Extracted time series features

To make a prediction at an arbitrary point in time, a consistent set of extracted features should be computed that capture the information present in all previous time points. All the data provided about a procedure is associated with a specific date and time. Text data has the time it was provided, minute-by-minute data from the patient monitor has the time at which each measurement was taken, and single point measurements have the times they were recorded.

We summarized these unevenly sampled time registered data into a fixed length feature vector at any point in time using several complementary methods:

  • Patient data, procedure information, and pre-operative notes are represented by a “last value” extracted feature, which is zero before any data is recorded and the data’s value afterwards.

  • Time series data are captured using exponentially decaying weighted average and variance estimates using multiple decay rates. These decay rates specify how much impact each past time point has on the computed mean or variance for the time series. We used 6 second, 1 minute, and 5-minute half-life times to capture both high and low frequency components of the signal in each time series (Supplementary Figure 12).

  • Drug dose data are captured using both an exponentially decaying sum, and a time since the last measurement. Decay rates with half-lives of 5 minutes and 60 minutes were used to capture both near term and longer average drug dosing effects.

To ensure that there was enough training data for each extracted feature we removed extracted features that had less than 100 recorded data values for the real-time model, and less than 50 for the initial model. For a full list of the 3,797 extracted features used by Prescience for initial predictions see Supplementary Table 4 (STable4_InitialFeatures.csv). For the 3,905 extracted features used in intraoperative predictions see Supplementary Table 5 (STable5_RealtimeFeatures.csv). Note that over 2,000 of the initial and intraoperative features represent words from text data sources.

Gradient boosting machines for prediction

The extracted features we compute from real-time operating room data have a variety of complex nonlinear interactions. Capturing these requires a model with significant flexibility, and we chose a non-parametric approach called gradient boosting machines (26).

We compared the performance of gradient boosting against three baseline methods: Lasso penalized linear logistic regression; a linear SVM autoregressive model previously proposed for predicting hypoxemia based only on the SpO2 data stream (11); and an unsupervised Parzen window method used previously to predict patient deterioration (22). Gradient boosting machines significantly outperformed all baseline methods for our primary endpoint, real-time hypoxemia prediction (Supplementary Figure 3). For our secondary task of initial prediction gradient boosting machines were only slightly superior (Supplementary Figure 2). The large performance gain of gradient boosting for intraoperative prediction (Supplementary Figure 3) is likely because there are 8 million training samples, while for preoperative predictions (Supplementary Figure 2) there are only 42,000 samples and no time series data. Note that for initial prediction the autoregressive SVM and Parzen window methods were not applicable and hence not evaluated.

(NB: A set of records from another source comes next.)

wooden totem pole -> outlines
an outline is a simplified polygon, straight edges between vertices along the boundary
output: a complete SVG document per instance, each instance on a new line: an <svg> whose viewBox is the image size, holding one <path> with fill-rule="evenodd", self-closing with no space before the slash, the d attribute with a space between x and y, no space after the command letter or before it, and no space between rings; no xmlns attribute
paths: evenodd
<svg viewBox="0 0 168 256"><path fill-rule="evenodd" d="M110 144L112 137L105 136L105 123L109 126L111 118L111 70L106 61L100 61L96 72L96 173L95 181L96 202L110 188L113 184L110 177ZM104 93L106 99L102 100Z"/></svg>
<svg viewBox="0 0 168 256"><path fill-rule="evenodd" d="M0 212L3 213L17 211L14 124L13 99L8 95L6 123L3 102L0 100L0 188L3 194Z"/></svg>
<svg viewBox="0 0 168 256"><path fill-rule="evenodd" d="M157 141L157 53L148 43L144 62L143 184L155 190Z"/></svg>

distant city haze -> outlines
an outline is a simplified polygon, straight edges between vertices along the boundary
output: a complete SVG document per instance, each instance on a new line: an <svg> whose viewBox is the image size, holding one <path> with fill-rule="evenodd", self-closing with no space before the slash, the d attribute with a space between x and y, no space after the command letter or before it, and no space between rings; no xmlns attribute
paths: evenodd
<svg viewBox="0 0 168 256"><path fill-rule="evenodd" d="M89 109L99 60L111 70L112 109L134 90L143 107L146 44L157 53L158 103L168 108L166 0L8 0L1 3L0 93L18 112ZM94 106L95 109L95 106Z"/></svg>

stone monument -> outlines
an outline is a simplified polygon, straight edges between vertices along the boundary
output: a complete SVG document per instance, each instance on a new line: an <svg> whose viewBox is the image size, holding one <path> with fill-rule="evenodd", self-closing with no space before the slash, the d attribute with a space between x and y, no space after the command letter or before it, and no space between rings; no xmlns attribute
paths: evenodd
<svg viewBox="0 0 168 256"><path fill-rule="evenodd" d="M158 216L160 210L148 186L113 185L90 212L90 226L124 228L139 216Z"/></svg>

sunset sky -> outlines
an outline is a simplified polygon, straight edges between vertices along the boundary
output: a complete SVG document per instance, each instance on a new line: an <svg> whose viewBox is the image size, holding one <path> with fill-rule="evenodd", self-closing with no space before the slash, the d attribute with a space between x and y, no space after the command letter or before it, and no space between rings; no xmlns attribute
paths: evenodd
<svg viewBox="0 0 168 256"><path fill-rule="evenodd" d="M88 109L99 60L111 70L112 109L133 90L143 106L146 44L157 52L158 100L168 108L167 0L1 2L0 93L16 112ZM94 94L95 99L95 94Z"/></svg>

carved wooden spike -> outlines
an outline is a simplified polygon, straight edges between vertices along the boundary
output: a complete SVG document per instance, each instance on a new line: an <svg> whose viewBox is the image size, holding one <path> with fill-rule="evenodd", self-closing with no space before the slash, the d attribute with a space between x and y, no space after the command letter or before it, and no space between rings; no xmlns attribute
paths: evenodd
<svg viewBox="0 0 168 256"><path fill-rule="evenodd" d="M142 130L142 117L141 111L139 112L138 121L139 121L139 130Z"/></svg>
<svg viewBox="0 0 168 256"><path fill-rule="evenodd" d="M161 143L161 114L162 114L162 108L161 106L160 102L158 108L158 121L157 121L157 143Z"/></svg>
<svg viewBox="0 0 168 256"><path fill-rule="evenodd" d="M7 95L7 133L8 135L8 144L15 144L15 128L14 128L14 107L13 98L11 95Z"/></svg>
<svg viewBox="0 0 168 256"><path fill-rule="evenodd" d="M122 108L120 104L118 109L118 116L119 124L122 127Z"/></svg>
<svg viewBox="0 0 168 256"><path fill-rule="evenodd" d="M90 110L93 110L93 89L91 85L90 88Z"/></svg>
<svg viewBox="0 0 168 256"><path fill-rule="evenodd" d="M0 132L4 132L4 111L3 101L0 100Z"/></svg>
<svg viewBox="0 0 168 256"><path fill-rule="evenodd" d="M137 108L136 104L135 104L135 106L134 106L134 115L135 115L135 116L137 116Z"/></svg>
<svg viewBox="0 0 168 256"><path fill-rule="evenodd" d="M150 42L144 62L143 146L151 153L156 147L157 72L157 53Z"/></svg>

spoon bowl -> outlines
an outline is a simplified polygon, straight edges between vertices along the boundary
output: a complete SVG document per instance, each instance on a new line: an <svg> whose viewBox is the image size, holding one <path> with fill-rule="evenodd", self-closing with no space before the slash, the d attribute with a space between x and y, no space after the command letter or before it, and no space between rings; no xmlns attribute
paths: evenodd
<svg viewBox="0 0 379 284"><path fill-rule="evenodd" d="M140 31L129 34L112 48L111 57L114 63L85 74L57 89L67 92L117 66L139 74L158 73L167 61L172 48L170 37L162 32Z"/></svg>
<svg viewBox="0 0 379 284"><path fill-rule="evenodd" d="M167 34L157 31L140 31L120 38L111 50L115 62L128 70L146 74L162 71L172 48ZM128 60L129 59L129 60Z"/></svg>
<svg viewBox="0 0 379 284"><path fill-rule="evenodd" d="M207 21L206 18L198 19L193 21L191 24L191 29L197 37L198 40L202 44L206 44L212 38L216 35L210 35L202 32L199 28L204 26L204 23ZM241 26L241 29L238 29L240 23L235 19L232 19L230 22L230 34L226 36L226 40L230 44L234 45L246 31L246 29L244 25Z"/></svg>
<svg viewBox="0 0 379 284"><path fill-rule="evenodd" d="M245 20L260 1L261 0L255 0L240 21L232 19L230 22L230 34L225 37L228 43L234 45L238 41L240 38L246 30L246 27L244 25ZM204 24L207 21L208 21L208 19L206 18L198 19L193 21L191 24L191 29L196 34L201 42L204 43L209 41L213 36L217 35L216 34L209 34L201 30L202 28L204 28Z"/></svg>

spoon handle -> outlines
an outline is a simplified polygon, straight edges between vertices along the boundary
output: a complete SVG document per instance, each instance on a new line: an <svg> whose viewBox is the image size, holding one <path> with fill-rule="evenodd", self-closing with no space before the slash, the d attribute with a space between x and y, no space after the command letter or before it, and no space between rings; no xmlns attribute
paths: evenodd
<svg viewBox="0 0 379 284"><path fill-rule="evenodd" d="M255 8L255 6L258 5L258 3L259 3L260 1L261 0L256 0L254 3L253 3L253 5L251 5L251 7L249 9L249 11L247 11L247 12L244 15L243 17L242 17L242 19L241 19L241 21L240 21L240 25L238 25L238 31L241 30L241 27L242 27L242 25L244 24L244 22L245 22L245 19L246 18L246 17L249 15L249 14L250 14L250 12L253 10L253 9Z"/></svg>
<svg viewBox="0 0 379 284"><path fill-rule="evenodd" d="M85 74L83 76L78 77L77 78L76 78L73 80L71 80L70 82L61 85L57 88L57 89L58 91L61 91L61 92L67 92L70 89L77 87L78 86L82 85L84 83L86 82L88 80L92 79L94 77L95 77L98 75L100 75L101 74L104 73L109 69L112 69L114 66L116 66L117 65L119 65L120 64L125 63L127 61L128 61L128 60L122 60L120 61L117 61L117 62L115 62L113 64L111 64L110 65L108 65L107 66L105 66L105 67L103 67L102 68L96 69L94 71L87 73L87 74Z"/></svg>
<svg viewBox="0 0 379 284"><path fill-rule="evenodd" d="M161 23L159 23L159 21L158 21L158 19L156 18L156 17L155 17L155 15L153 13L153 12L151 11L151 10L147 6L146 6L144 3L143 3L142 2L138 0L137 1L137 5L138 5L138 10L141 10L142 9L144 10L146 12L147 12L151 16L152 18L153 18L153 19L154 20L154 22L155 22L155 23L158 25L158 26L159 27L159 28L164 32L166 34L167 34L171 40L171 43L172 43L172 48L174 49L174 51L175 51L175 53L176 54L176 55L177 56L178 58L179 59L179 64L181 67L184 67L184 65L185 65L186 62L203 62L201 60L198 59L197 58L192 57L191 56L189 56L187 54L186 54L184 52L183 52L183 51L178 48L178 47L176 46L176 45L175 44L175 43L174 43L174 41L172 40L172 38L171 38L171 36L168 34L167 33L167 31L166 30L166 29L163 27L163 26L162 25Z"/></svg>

Gradient boosting machines are non-parametric models that draw a parallel between boosting and gradient descent in function space. They additively build up simpler models, like boosting, and these models are fit to the gradient of the loss at every data point. The most common type of basic model used is a regression tree because it is both robust to outliers and flexible. Taking some small fraction, η, of many trees fit to the gradient results in many small gradient descent steps in function space.

Fitting the trees is computationally challenging on large datasets so we used XGBoost, a high performance implementation of gradient boosting machines (27). For the real-time model we used η = 0.2 and 1,242 trees, while for the initial model we chose η = 0.1 and 4,000 trees. Using a smaller η value means more trees are required for fitting, which requires more time to run, but results in a smoother (and generally better) model. For both initial and real-time models we used bagging, where trees were trained on a random 50% subsample of the training data. For the preoperative model the max tree depth was 4 and the minimum child weight of any branch in the trees was 1. For the real-time model the max tree depth was 6 and the minimum child weight of any branch in the trees was 10.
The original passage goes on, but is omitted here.